Fox's sitcom New Girl is one of our favorite new shows of 2011. The zany comedy puts a quirky spin on the classic hot twenty-somethings-living-in-a-city formula, and this little LA gang has already won our hearts.
However, few shows are perfect from day one, and New Girl still has a few kinks to work out. We're not complaining: any show that makes us laugh this consistently is a-okay with us. However, we do want to see the show reach it's greatest potential, so here are a few suggestions on how it could be even better.
1. Make it a true ensemble show: We have nothing against Zooey Deschanel's Jess. She's generally charming. However, it's her dynamic with her male roommates that really makes the show — and their dynamics with either other, even when she's not around. New Girl has already started moving away from Jess as the central character, embracing it's entire cast almost equally. We hope the trend continues.
2. Focus on the character interactions: We'll be honest: sometimes, Jess' cutesy antics can be grating. So can Schmidt’s (Max Greenfield) self-important parading around, and even Nick’s (Jake Johnson) woe-is-me attitude. Every character on the show has the potential to fall into overwrought stereotype, and while over-the-top characters can be hilarious in the right context (see: Parks and Recreation's Ron Swanson), New Girl's strength lies in feeling just real enough to be plausible. The show is at its best when it focuses on casual banter between the characters, as opposed to single person set pieces.

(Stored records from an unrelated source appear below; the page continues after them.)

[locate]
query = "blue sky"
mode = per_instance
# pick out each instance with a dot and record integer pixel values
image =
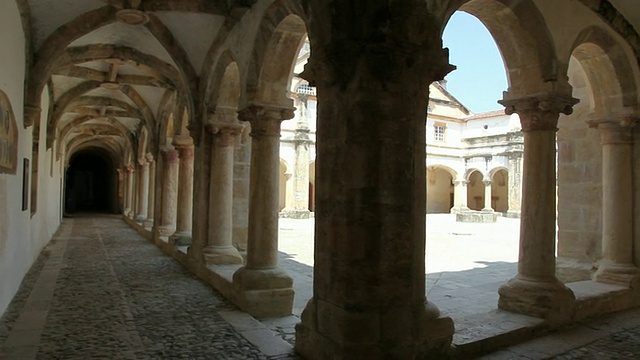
(480, 78)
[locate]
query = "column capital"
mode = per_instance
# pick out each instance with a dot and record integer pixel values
(169, 154)
(615, 131)
(182, 141)
(224, 134)
(539, 112)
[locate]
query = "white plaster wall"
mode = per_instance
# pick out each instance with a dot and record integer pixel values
(47, 218)
(17, 252)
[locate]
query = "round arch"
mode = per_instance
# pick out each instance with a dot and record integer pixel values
(440, 189)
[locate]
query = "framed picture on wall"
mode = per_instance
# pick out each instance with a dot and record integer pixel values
(25, 184)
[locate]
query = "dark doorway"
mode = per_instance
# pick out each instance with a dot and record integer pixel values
(91, 184)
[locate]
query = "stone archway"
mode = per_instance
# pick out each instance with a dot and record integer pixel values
(500, 191)
(91, 184)
(439, 190)
(475, 191)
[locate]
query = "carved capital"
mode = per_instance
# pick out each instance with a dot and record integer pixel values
(169, 155)
(224, 134)
(31, 115)
(615, 131)
(539, 112)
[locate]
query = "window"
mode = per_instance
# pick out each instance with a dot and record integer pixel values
(438, 132)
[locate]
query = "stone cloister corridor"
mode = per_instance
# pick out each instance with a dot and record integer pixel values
(172, 117)
(89, 296)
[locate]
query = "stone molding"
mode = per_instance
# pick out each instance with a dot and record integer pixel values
(618, 131)
(265, 119)
(539, 112)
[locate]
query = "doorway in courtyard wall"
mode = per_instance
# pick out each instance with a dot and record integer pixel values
(91, 184)
(439, 189)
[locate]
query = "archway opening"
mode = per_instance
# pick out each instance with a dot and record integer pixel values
(475, 191)
(500, 191)
(439, 190)
(91, 184)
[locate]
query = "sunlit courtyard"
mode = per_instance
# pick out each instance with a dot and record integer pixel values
(465, 265)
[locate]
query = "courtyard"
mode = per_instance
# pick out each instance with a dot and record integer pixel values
(465, 264)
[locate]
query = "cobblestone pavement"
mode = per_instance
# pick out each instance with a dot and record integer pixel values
(117, 296)
(99, 290)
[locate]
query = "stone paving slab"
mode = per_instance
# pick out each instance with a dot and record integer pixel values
(119, 297)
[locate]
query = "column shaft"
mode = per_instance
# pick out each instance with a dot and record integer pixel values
(170, 165)
(616, 265)
(148, 222)
(143, 191)
(369, 273)
(184, 220)
(220, 249)
(535, 290)
(263, 287)
(487, 196)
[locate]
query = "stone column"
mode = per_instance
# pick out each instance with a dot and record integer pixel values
(169, 191)
(300, 200)
(616, 265)
(487, 195)
(459, 196)
(262, 287)
(220, 249)
(369, 275)
(515, 184)
(129, 208)
(535, 290)
(143, 191)
(148, 222)
(182, 235)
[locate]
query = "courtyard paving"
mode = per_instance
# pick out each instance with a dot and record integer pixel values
(99, 290)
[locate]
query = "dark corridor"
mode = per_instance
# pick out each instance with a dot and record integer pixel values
(91, 184)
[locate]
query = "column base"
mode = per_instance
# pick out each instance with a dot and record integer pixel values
(459, 209)
(222, 255)
(295, 214)
(331, 332)
(513, 214)
(477, 217)
(164, 230)
(181, 238)
(264, 292)
(615, 273)
(545, 298)
(147, 223)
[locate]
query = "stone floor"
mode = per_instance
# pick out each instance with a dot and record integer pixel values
(99, 290)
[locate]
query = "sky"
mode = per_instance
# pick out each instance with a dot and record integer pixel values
(480, 77)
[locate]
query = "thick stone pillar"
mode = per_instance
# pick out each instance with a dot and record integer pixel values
(300, 195)
(616, 265)
(170, 165)
(220, 249)
(185, 149)
(263, 288)
(148, 222)
(459, 196)
(487, 196)
(369, 275)
(143, 191)
(535, 290)
(129, 208)
(515, 184)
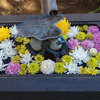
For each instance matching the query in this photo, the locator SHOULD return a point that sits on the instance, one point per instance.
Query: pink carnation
(72, 43)
(97, 46)
(87, 44)
(96, 37)
(12, 68)
(93, 29)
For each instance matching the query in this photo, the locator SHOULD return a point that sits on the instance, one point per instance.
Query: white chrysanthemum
(7, 49)
(6, 44)
(26, 59)
(47, 66)
(79, 55)
(72, 68)
(2, 66)
(73, 31)
(10, 52)
(13, 30)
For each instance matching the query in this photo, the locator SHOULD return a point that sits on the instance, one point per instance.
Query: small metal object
(49, 7)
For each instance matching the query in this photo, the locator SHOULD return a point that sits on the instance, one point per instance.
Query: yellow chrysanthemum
(33, 68)
(59, 69)
(98, 56)
(26, 40)
(85, 27)
(92, 63)
(17, 48)
(93, 71)
(4, 33)
(64, 36)
(86, 70)
(15, 59)
(23, 69)
(81, 36)
(80, 28)
(66, 58)
(19, 39)
(39, 58)
(63, 25)
(21, 49)
(83, 70)
(89, 36)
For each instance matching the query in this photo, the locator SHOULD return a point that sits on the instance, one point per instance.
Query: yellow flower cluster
(63, 25)
(64, 36)
(33, 68)
(59, 69)
(66, 58)
(23, 69)
(81, 36)
(39, 58)
(89, 36)
(24, 40)
(87, 70)
(15, 59)
(92, 63)
(21, 49)
(98, 56)
(4, 33)
(85, 27)
(80, 28)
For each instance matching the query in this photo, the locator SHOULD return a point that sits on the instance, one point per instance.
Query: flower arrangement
(82, 54)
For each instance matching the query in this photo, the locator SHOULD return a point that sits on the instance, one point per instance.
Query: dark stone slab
(70, 17)
(50, 83)
(50, 87)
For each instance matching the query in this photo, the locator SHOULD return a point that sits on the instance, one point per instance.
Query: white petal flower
(10, 52)
(13, 30)
(6, 44)
(79, 55)
(7, 49)
(47, 66)
(2, 65)
(26, 59)
(99, 65)
(72, 68)
(73, 31)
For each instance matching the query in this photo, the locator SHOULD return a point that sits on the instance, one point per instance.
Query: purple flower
(72, 43)
(97, 46)
(93, 29)
(12, 68)
(96, 37)
(87, 44)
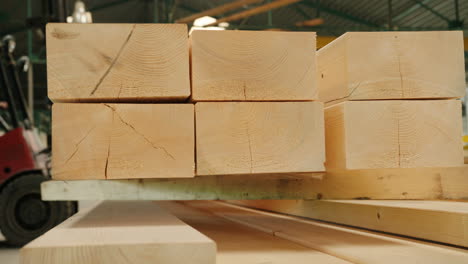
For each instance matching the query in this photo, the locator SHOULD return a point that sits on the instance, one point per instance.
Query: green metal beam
(331, 28)
(340, 14)
(428, 8)
(409, 11)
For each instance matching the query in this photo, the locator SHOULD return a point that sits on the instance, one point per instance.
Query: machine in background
(24, 162)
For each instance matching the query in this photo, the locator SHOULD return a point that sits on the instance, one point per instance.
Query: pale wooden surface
(117, 62)
(412, 183)
(394, 134)
(122, 141)
(121, 232)
(392, 65)
(253, 66)
(441, 221)
(238, 244)
(354, 245)
(259, 137)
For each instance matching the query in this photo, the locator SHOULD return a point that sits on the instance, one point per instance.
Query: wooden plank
(413, 183)
(392, 65)
(121, 232)
(441, 221)
(117, 62)
(218, 10)
(393, 134)
(239, 244)
(253, 66)
(354, 245)
(254, 11)
(122, 141)
(253, 137)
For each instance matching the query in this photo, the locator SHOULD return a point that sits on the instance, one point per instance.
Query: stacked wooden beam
(260, 132)
(97, 76)
(122, 111)
(391, 99)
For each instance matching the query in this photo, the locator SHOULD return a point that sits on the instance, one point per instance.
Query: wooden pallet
(408, 183)
(241, 235)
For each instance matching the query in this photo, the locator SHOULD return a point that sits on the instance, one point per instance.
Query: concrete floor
(8, 255)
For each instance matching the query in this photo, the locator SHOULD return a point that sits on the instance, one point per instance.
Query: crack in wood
(347, 96)
(77, 145)
(399, 67)
(139, 133)
(250, 149)
(398, 141)
(245, 95)
(108, 149)
(113, 62)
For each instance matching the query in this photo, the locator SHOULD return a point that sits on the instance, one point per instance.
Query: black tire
(23, 215)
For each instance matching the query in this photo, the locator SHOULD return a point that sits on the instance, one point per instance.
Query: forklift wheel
(23, 215)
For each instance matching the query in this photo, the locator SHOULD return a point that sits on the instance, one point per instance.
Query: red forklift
(24, 161)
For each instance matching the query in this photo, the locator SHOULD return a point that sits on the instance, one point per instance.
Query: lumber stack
(254, 95)
(391, 99)
(98, 74)
(125, 109)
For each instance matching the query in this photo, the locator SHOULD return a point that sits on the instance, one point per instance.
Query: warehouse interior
(25, 20)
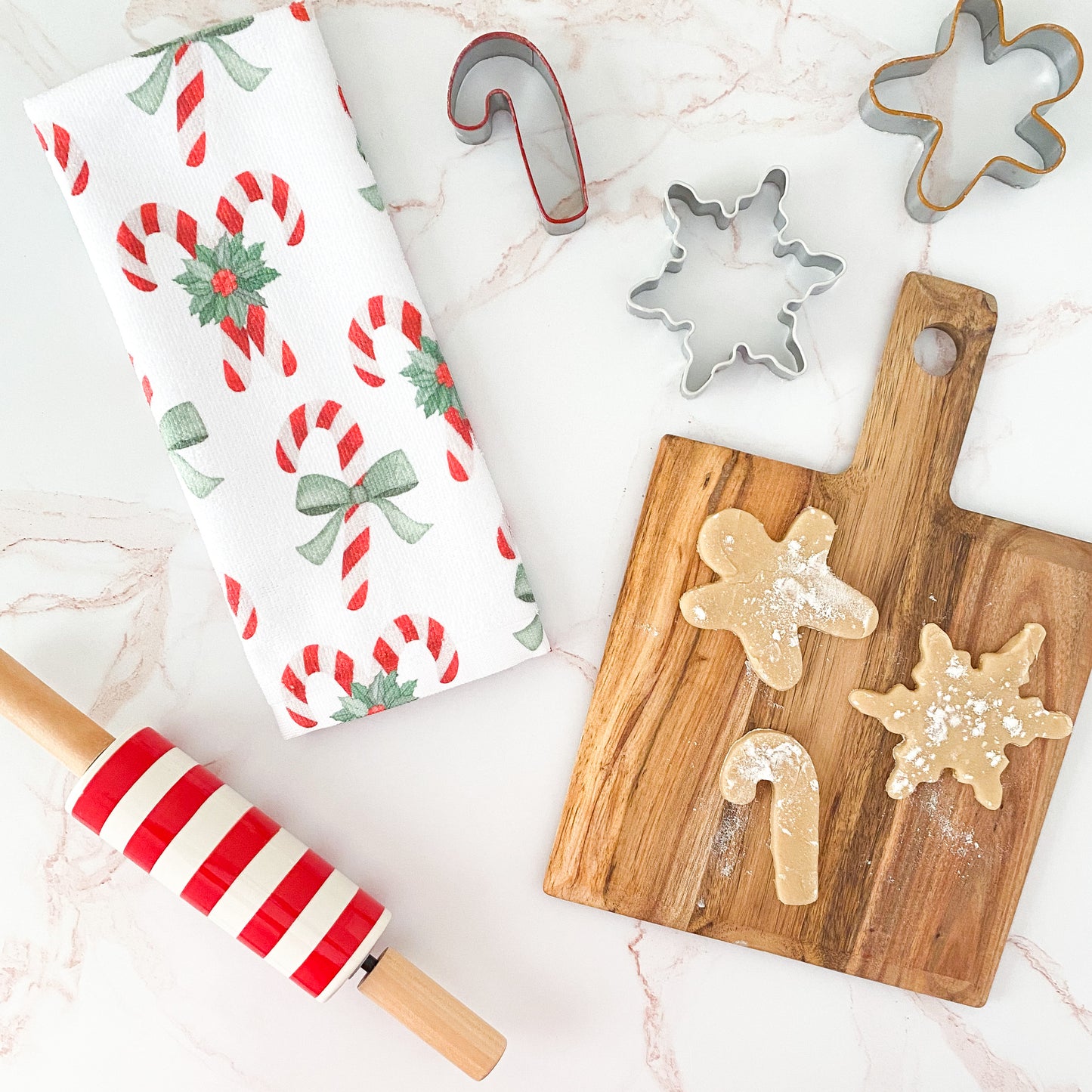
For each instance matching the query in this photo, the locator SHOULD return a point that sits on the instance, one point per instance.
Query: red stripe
(117, 777)
(385, 657)
(355, 551)
(297, 232)
(294, 685)
(343, 672)
(189, 98)
(81, 181)
(186, 232)
(129, 243)
(336, 949)
(61, 144)
(255, 326)
(299, 422)
(326, 414)
(280, 199)
(311, 660)
(232, 586)
(196, 153)
(250, 186)
(452, 670)
(289, 900)
(350, 444)
(235, 851)
(177, 807)
(407, 628)
(150, 218)
(230, 216)
(360, 340)
(411, 323)
(360, 598)
(435, 638)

3. Give the characters more depth. In the same vein, the more we learn about these characters, the more we like them. Believable specificity is the key to great comedic characters. We're sure that depth will come over time — it's already started — but creating complex character doesn't just mean big moments. One of the most telling scenes of the season was when Winston told Nick he liked Paul (Justin Long) because Paul asked Winston's grandfather's name — and then revealed that he knew the name of both of Nick's grandfathers. Nick, of course, had no idea about Winston's grandfather. It was a small moment, but said a lot about both characters. We want to see more interactions like that.
4. Keep mixing it up. Ensemble sitcoms have a tendency to fall into patterns, relying on the same few character combinations over and over again. This is necessary to some degree, but it's an easy way to become stale quickly. We're already seeing some combinations come to forefront on New Girl (Jess and Nick, Schmidt and Nick, Schmidt and Cece), and while we don't have a problem with them, we hope the writers remember to keep mixing it up. Look at the hilarity that resulted when Jess and Winston (Lamorne Morris) teamed up in Season 1, Episode 7, "Bells." More of that, please.
5. Be wary of romance. Nick's failed attempt to have casual sex with an incomprehensibly sarcastic bartender? Hilarious. Nick's ex-girlfriend angst? Boring. Again, this is a case of everything in moderation. Dating will always have a place on the show, but one of the weaknesses in the pilot was the emphasis on Jess and Nick's romantic lives, and the show has gotten increasingly hilarious as it moves away from that focus. (Again: Look at "Bells," which didn't mention romance once). We hope New Girl maintains a balance that puts a sizable emphasis on the non-dating foibles of everyday life.